Agentic Coding

AI-Assisted CI/CD Workflows: A Practical Guide

Build a production CI/CD pipeline using AI coding assistants — covering workflow generation, secrets handling, Docker layering, and deployment gates with real GitHub Actions YAML.

May 31, 2026 10 min read
AI-Assisted CI/CD Workflows: A Practical Guide

CI/CD pipelines are the kind of infrastructure that everyone agrees matters and most teams underinvest in. Writing GitHub Actions YAML from scratch is tedious, the indentation rules are unforgiving, and the feedback loop (push, wait 3 minutes, read a cryptic error) is slow. AI coding assistants cut that loop dramatically. At Laxaar, we've used them to draft and iterate pipeline configurations for Node.js, Python, and containerised services, and the time savings are real.

This tutorial builds a complete CI/CD pipeline for a Node.js API: lint, test, build Docker image, push to a registry, and deploy to a staging environment. We'll use GitHub Actions and Claude Code as the AI assistant. Every YAML block is production-quality and runs without modification on a standard GitHub-hosted runner.

What you'll build

Step 1: Brief the AI on your pipeline requirements

The quality of AI-generated YAML is directly proportional to the quality of the brief. A vague prompt like "write a CI pipeline for my Node app" produces a generic template that won't match your project's actual shape.

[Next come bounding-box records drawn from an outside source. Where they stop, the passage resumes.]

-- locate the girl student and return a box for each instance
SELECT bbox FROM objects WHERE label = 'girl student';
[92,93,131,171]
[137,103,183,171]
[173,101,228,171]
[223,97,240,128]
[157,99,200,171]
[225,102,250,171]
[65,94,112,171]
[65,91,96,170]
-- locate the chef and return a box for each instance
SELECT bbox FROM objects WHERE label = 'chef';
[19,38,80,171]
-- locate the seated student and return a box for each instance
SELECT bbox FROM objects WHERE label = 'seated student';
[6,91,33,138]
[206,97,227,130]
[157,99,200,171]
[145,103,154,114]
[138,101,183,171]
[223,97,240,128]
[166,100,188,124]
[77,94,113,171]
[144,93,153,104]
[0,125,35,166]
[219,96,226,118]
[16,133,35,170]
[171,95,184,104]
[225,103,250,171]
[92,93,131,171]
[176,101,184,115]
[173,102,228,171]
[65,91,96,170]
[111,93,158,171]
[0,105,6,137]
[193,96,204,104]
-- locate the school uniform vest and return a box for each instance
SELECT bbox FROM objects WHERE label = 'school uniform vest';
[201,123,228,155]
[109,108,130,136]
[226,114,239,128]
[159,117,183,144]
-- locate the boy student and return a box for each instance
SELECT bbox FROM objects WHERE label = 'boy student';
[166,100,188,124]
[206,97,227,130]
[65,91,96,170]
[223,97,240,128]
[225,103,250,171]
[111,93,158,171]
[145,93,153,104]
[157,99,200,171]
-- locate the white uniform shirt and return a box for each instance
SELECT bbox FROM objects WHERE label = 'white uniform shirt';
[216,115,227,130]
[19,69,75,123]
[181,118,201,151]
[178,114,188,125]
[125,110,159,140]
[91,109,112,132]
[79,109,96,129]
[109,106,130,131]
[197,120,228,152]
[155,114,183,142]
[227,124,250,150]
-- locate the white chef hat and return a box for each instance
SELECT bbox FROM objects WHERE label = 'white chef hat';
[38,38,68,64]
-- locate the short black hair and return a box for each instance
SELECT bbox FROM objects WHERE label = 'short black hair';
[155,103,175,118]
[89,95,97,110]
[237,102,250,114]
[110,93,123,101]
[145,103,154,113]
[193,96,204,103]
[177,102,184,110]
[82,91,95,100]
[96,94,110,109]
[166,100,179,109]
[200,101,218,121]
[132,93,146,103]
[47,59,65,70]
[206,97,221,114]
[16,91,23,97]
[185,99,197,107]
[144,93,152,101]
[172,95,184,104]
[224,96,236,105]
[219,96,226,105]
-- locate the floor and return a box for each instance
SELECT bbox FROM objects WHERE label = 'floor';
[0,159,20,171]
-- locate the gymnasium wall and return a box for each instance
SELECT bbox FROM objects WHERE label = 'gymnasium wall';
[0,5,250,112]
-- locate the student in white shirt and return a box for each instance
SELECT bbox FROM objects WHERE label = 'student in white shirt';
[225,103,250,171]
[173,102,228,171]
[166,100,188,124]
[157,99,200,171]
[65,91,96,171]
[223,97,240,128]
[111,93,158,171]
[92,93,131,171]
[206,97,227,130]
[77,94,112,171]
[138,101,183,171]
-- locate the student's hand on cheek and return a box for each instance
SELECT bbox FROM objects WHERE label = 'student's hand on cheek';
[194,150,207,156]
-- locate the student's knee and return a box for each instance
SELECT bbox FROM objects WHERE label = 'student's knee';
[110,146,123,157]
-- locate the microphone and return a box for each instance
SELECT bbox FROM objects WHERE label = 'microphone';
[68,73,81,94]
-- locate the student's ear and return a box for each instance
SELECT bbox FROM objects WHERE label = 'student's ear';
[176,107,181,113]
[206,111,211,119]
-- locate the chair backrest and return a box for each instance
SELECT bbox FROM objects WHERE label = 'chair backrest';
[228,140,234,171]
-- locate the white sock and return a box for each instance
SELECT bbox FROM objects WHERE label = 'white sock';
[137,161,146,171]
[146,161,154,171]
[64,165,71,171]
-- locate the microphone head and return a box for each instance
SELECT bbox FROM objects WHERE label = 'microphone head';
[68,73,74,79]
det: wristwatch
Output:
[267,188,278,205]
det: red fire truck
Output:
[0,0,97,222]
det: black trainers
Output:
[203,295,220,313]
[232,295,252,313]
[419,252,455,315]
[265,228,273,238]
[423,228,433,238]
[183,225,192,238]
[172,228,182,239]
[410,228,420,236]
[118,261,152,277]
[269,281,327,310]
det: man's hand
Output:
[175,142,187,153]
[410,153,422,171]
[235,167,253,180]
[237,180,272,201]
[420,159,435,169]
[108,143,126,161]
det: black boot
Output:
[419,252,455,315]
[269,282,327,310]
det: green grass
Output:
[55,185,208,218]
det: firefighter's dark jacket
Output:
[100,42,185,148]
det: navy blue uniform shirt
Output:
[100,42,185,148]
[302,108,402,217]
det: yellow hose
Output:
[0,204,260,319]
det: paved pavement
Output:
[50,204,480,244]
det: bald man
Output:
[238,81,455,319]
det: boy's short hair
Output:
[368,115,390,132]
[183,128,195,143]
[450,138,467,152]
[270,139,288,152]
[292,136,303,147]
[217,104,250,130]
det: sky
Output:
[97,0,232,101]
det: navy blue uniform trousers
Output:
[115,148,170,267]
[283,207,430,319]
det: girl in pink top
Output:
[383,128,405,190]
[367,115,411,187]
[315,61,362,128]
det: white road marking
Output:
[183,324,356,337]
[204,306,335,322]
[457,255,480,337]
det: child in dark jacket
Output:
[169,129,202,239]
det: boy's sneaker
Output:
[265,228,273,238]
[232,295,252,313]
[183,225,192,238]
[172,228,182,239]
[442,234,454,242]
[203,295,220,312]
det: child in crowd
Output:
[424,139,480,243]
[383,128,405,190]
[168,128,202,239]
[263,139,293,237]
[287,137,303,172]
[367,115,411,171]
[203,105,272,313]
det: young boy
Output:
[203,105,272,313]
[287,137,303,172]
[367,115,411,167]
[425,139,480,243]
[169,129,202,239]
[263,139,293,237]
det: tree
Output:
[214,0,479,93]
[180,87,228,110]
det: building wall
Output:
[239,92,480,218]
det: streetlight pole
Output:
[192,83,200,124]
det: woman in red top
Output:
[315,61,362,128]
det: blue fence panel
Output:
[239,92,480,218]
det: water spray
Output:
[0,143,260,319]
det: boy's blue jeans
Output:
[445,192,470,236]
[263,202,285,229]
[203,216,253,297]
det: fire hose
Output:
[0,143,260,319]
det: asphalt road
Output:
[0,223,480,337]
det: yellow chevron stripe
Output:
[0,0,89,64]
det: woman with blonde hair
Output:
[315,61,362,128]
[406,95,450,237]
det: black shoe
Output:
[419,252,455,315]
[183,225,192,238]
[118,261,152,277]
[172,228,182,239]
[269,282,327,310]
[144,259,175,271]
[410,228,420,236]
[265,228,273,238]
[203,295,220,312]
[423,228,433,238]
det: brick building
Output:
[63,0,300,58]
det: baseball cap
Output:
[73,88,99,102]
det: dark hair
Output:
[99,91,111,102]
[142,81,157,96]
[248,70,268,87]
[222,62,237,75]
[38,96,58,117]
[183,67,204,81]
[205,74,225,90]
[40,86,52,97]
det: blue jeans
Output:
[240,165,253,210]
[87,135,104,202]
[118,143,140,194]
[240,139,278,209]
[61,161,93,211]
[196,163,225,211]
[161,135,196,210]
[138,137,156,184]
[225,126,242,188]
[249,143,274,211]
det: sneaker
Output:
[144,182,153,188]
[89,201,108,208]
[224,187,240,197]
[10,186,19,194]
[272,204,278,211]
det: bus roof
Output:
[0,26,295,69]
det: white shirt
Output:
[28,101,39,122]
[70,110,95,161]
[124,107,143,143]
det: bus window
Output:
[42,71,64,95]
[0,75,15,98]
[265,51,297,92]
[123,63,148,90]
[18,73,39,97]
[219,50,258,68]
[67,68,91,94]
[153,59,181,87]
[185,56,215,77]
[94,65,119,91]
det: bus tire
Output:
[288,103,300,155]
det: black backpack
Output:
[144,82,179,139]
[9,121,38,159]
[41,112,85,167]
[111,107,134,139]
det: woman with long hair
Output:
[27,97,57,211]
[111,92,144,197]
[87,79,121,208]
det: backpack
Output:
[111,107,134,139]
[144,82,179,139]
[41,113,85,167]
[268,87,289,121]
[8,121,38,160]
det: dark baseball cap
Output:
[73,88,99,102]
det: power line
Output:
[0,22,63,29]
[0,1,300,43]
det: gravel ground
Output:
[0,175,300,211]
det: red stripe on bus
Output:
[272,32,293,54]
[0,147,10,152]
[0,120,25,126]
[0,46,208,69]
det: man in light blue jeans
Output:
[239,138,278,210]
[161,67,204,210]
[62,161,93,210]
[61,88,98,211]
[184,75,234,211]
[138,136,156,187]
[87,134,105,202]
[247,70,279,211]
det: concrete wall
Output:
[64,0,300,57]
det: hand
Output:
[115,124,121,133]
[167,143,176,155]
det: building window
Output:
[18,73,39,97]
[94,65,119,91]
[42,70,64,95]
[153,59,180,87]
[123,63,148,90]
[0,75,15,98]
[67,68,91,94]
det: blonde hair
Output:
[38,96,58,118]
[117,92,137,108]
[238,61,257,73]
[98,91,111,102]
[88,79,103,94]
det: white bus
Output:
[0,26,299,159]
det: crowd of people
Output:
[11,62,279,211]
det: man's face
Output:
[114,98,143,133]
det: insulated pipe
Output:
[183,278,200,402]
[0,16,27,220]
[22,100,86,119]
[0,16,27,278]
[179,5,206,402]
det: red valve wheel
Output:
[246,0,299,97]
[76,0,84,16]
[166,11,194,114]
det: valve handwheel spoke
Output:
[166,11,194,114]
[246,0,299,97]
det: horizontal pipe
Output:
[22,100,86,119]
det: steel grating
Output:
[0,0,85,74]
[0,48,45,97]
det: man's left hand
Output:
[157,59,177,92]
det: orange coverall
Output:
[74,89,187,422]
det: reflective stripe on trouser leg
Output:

Write a ci-brief.md before opening your AI assistant:

# CI/CD brief

App: Node.js 20 + TypeScript, compiled to dist/.
Package manager: npm (package-lock.json present).
Test runner: Vitest.
Linter: ESLint + Prettier check.
Docker: single-stage for dev, multi-stage for production.
Registry: GitHub Container Registry (ghcr.io).
Environments: staging (auto-deploy on main), production (manual approval).
Secrets needed: GHCR_TOKEN, STAGING_SSH_HOST, STAGING_SSH_KEY, STAGING_SSH_USER.
Constraints: fail fast on lint errors, don't run deploy if tests fail,
  cache node_modules between runs.

Pass this to the AI at the start of the session and keep it open in a separate window. Every time you review AI output, check it against this brief.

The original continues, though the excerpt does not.